Skip to content

censoredplanet/cenalert-paper

Repository files navigation

CenAlert

This repository contains the implementation of CenAlert, a user-driven system for detecting spikes in circumvention-related Google Trends data. These spikes represent changes in users' experiences or expectations of Internet restrictions such as censorship.

This implementation of CenAlert is designed to run on historical datasets only. We provide the relevant code and data to run CenAlert for 76 censoring countries from January 2011 to December 2024.
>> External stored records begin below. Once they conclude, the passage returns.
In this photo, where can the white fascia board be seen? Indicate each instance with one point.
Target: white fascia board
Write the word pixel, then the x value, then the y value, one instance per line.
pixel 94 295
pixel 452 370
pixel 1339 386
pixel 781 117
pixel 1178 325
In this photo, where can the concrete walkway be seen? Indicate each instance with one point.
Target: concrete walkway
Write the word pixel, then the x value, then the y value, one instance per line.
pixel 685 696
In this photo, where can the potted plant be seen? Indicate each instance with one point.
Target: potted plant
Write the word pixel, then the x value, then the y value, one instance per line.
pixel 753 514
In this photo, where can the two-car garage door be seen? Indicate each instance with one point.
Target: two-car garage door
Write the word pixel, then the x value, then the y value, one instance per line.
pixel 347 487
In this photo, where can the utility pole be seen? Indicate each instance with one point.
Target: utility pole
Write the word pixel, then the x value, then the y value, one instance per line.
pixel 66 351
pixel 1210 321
CenAlert was developed using Python 3.12. Certain dependencies are not compatible with newer versions of Python.


Directory Structure

├── auxiliary_data
│   ├── dashboard_data_view.png
│   ├── dashboard_event_view.png
│   ├── spike_end_slack_notification.png
│   ├── spike_start_slack_notification.png
│   ├── top_100_impact_events.csv
├── cenalert
│   ├── __init__.py
│   ├── lib
│   ├── run.py
│   ├── select_parameters.py
│   ├── stitch_windows.py
│   └── tune_parameters.py
├── countries.txt
├── events
│   ├── by_country
│   ├── custom
│   ├── scripts
│   └── sources
├── parameters
│   ├── chebyshev_selected
│   └── chebyshev_tuning
├── raw_data
│   ├── sample0
│   ├── sample1
│   ├── sample2
│   ├── sample3
│   └── sample4
├── requirements.txt
├── scripts
│   ├── run.sh
│   ├── select_parameters.sh
│   └── tune_parameters.sh
└── series
    └── 012t0g
  • cenalert/ contains the core implementation of CenAlert.
  • countries.txt contains a list of ISO 3166-1 alpha-2 codes, specifying all of the countries on which to run CenAlert in batch scripts.
  • events/ contains lists of events that CenAlert can use to attribute explanations to detected spikes.
  • parameters/ contains the Pareto fronts produced during parameter tuning and the selected per-country parameter sets for the Z-Score anomaly detection algorithm (also referred to as Chebyshev throughout the code and documentation).
  • raw_data/ contains a small illustrative subset of the raw Google Trends data from which processed time series were derived.
  • scripts/ contains batch scripts to run the parameter tuning and anomaly detection components of CenAlert across several countries.
  • series/ contains processed, ready-to-use time series data from the <Virtual Private Network> topic (represented by the code /m/012t0g) in Google Trends.

Environment

python3.12 -m venv .venv
source .venv/bin/activate
python3 -m pip install --upgrade pip setuptools wheel
pip3 install -r requirements.txt

Stitching

Our stitching process is designed to address three core challenges of working with Google Trends data: (1) variability, where identical requests at different times may yield different results; (2) normalization, where values are relative proportions of the time series maximum; and (3) resolution constraints, where fine-grained data is only available for short time ranges.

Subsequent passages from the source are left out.